Files
cc-ci-orchestrator/cc-ci-plan/concurrency-restructure-plan.md

3.6 KiB
Raw Blame History

Concurrency restructure — concise plan (for review)

Goal: collapse the two concurrency mechanisms (per-recipe flock + pidfile registry/janitor) into one primitive — a per-app-domain kernel flock — and make lock lifetime bounded by construction. Reference: cc-ci docs/concurrency.md §8.

Target invariant chain

lock lifetime ⊆ harness process lifetime ⊆ drone step lifetime ⊆ hard deadline

Never steal a held lock; manage the holder's lifetime.

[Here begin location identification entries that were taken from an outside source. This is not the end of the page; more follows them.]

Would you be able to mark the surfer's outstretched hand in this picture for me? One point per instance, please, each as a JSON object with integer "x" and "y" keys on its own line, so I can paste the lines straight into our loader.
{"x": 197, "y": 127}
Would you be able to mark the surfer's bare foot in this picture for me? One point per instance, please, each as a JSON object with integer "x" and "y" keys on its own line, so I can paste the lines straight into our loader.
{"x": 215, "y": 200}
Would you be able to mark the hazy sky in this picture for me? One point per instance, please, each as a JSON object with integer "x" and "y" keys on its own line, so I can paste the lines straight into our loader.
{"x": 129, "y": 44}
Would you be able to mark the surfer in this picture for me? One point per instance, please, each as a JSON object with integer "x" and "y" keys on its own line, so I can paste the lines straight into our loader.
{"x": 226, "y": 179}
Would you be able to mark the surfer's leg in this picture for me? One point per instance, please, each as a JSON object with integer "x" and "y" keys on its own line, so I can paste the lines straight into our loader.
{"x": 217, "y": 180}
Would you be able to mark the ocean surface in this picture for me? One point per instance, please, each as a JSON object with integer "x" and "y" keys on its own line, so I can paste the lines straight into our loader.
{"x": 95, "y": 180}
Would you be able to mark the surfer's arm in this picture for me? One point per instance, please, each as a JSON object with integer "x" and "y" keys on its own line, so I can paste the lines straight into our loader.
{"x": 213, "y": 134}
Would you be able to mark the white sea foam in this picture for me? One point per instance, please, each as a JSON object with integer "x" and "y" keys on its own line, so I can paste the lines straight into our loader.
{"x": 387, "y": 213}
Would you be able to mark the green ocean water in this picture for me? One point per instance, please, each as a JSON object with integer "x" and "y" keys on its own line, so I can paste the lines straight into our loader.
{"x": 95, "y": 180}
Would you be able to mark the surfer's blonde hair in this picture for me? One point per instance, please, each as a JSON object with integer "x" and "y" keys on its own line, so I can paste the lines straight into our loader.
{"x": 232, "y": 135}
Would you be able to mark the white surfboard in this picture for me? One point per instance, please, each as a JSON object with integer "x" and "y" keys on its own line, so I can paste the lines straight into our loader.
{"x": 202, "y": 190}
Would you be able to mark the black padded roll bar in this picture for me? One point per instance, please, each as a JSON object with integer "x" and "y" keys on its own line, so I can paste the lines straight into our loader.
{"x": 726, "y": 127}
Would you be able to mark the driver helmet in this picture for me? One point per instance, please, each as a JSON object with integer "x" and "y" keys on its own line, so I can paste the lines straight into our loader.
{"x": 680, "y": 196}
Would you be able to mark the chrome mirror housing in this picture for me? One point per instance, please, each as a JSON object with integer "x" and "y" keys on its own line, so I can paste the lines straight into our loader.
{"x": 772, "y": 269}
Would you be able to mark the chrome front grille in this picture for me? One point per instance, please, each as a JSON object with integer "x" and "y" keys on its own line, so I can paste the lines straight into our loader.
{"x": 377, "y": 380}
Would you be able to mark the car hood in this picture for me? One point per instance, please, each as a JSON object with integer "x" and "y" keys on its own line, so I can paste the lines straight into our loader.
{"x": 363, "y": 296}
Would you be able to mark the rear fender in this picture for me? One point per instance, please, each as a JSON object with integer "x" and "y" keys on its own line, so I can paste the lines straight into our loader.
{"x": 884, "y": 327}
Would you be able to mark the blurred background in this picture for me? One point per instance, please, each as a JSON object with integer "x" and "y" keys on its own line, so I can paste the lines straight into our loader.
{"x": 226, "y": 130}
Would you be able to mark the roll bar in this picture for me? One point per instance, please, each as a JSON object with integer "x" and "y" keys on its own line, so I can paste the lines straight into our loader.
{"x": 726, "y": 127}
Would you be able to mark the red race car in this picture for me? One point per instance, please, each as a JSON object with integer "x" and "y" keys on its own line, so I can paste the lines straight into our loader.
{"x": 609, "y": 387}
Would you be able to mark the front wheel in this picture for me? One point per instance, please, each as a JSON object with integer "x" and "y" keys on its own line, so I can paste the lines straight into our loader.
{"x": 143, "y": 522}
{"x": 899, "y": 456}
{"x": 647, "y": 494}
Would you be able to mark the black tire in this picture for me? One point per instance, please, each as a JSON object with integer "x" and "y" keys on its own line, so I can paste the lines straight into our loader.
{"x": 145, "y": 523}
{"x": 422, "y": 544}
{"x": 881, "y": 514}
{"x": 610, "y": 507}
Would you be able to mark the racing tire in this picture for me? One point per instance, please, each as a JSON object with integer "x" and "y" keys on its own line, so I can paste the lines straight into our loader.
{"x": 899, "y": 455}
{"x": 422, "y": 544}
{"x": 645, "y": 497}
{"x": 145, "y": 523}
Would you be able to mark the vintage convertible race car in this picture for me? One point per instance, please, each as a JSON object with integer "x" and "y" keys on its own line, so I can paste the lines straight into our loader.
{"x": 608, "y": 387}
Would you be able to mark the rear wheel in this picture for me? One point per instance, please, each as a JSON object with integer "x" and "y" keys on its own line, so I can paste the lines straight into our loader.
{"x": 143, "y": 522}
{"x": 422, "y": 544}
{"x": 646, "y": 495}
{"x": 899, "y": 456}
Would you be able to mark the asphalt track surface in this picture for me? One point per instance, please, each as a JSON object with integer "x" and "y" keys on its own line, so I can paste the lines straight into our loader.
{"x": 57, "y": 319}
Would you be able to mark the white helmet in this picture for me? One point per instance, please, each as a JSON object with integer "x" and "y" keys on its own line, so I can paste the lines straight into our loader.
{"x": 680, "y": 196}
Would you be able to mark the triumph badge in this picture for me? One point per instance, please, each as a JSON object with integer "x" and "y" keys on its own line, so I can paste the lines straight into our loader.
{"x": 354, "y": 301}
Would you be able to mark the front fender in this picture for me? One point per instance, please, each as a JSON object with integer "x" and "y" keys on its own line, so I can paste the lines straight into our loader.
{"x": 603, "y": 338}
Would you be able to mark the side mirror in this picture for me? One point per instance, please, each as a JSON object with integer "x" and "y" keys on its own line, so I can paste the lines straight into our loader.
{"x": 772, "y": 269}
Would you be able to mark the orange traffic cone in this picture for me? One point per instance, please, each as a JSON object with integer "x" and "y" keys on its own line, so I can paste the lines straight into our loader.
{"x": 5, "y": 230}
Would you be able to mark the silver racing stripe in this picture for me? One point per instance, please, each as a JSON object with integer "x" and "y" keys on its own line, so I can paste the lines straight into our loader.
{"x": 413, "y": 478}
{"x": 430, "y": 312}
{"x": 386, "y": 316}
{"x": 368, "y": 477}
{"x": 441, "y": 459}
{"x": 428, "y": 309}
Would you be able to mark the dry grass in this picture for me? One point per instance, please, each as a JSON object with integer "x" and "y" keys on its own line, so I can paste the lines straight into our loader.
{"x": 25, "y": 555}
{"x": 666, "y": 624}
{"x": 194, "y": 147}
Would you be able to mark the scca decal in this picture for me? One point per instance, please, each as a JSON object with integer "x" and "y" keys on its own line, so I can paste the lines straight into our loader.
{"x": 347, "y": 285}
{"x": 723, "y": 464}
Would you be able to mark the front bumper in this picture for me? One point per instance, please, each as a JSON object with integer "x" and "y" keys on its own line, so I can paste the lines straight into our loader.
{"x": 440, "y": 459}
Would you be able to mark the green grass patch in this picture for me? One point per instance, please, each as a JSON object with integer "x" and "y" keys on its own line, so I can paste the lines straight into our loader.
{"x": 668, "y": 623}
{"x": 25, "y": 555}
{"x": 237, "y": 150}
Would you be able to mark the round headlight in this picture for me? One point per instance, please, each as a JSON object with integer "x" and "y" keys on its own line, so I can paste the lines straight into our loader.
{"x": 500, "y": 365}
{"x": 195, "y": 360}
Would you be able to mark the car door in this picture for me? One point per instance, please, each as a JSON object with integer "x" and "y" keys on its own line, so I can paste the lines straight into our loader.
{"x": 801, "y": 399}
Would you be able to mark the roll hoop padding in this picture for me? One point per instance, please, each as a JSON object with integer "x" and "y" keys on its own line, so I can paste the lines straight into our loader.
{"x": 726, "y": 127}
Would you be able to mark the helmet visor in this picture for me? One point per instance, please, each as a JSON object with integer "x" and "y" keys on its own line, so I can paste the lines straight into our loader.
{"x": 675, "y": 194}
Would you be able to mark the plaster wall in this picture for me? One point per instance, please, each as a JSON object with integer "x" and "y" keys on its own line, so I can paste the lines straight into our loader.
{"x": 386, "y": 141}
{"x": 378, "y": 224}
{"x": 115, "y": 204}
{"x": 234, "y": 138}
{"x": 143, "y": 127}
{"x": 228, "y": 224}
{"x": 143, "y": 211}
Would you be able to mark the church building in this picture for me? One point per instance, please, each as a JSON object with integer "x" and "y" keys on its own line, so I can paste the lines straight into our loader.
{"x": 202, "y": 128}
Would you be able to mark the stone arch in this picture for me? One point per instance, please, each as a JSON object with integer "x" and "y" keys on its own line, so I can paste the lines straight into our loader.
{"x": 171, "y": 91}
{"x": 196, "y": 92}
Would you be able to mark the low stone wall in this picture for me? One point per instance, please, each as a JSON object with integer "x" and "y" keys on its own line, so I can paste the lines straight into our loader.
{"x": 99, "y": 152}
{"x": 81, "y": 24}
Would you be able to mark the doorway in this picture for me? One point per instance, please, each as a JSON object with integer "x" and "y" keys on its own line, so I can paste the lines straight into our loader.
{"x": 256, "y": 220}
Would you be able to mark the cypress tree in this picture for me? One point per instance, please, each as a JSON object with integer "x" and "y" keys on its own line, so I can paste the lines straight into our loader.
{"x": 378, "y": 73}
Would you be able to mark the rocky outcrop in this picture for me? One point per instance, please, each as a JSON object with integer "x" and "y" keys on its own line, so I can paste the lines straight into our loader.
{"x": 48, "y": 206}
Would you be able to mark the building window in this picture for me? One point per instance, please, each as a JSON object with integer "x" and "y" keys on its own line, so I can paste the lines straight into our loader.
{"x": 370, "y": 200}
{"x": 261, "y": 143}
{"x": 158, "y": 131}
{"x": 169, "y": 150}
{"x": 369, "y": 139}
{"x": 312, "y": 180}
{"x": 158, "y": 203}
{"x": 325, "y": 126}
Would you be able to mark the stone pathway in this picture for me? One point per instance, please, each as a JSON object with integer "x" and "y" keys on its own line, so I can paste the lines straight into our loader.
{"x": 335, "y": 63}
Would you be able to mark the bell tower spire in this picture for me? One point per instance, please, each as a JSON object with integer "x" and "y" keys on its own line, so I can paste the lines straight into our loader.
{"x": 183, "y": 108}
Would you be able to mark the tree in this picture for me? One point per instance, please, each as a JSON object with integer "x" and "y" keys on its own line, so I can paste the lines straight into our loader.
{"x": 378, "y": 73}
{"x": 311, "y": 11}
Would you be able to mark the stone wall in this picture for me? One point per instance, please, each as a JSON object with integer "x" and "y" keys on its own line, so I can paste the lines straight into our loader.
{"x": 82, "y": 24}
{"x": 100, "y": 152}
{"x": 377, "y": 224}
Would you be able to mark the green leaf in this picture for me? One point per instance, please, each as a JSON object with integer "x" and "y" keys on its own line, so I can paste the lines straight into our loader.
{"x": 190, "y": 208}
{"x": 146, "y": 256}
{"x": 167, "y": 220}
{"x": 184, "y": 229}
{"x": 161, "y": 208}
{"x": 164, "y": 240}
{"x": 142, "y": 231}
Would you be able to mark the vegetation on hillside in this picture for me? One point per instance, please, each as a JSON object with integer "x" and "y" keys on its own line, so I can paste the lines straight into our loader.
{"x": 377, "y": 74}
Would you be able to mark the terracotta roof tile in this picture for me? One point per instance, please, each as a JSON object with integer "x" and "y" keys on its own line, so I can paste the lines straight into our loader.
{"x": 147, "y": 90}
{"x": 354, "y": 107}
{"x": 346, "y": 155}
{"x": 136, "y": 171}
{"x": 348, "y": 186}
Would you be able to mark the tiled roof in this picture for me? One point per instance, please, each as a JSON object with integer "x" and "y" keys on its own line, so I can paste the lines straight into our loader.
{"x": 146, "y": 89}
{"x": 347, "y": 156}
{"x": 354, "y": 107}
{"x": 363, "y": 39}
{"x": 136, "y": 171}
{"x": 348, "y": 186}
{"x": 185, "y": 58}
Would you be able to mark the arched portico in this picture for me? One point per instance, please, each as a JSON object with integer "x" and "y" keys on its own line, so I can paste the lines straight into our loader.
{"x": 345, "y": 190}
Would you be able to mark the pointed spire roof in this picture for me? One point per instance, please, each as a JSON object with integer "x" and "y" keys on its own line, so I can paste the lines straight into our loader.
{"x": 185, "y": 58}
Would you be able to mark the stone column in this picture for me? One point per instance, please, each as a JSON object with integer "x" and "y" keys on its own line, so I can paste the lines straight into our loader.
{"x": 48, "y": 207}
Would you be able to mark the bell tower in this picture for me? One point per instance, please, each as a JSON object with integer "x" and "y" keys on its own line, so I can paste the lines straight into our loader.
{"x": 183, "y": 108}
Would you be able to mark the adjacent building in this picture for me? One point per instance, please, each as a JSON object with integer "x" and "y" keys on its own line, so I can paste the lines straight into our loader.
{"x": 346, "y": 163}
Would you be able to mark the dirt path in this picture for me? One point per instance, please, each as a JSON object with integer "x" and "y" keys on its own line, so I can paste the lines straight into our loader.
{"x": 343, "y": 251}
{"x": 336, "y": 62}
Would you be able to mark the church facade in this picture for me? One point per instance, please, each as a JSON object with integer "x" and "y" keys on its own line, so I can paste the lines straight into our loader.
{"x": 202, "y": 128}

A held lock = live owner (kernel-guaranteed).

Phases (each independently landable, in order)

P1 — Lock-lifetime hardening (no behavior change to locking model)

  • Harness startup: PR_SET_PDEATHSIG(SIGTERM) + post-prctl getppid()==1 race check → drone cancel now kills the harness, fixing the leaked-python gap.
  • .drone.yml step wrapper: setsid + trap killing the process group on TERM/EXIT.
  • Self-deadline: signal.alarm(90*60) → teardown + exit. Hard upper bound on any run.
  • Verify: trigger a build, cancel via API, assert harness pid gone + app torn down by next janitor.

P2 — Flock-probe janitor (replace the pidfile registry)

  • Run start: exclusive flock on /run/lock/cc-ci-app-<domain>.lock before app creation, held for process lifetime (also serialises double-!testme of the same PR/ref).
  • Janitor: probe each candidate's lockfile with LOCK_EX|LOCK_NB. Acquirable → orphan → reap while holding the probe lock (closes janitor-vs-new-run race). Held → live run → leave; if lockfile mtime > 2× max run time, log loudly (lslocks hint) — flag, never steal.
  • Delete: register_run_app, unregister_run_app, _run_owner_state, ACTIVE_RUN_DIR, CCCI_JANITOR_MAX_AGE + age fallback, pid-reuse guard.
  • Bonus: post-reboot orphans reaped immediately (locks gone = acquirable) instead of after 2h.
  • Keep: RUN_APP_RE allowlist, candidate discovery (abra ls + docker-service sweep).

P3 — Per-run ABRA_DIR (delete the per-recipe flock)

  • Each build: ABRA_DIR=/var/lib/cc-ci-runs/<n>/abra, seeded with the server config (verified: abra honors ABRA_DIR; fails only on missing servers/).
  • fetch_recipe becomes a plain clone into a fresh dir (no rm-rf of a shared tree).
  • Delete: acquire_recipe_lock + /run/lock/cc-ci-recipe-* + the "before fetch_recipe" ordering rule.
  • Wins: same-recipe PRs truly parallel (kills head-of-line blocking §8.2); manual operator activity on /root/.abra can no longer corrupt CI runs (§8.3/§8.4 moot).
  • Risk to resolve: orphaned app's .env lives in the dead run's tree — janitor must rely on the existing env-less teardown path (docker-service sweep). Confirm teardown_app(verify=False) fully works without the .env.

P4 — Config cleanup

  • Drop concurrency.limit from .drone.yml; DRONE_RUNNER_CAPACITY (drone-runner.nix) becomes the single knob (§8.6).

P5 — Spec rewrite

  • Rewrite docs/concurrency.md to the new model (one mechanism, one table) + §10 lock-lifetime chain.

Out of scope (do not touch)

  • services_converged() / paused-is-settled logic; RUN_APP_RE; recipe-test gates; warm/canonical apps.

Open questions for review

  1. P3 server-config seeding: copy vs symlink of $ABRA_DIR/servers/<server>? (symlink simpler; copy isolates harder — does abra write into servers/ during a run? e.g. app .env lives there → copy needed, per-run env file then dies with the run dir, see P3 risk.)
  2. Self-deadline value: 90 min ok? (longest observed green run ~35 min incl. flock wait.)
  3. Land P1+P2 together or separately? (P2 testable solo; P1 is pure hardening — could merge.)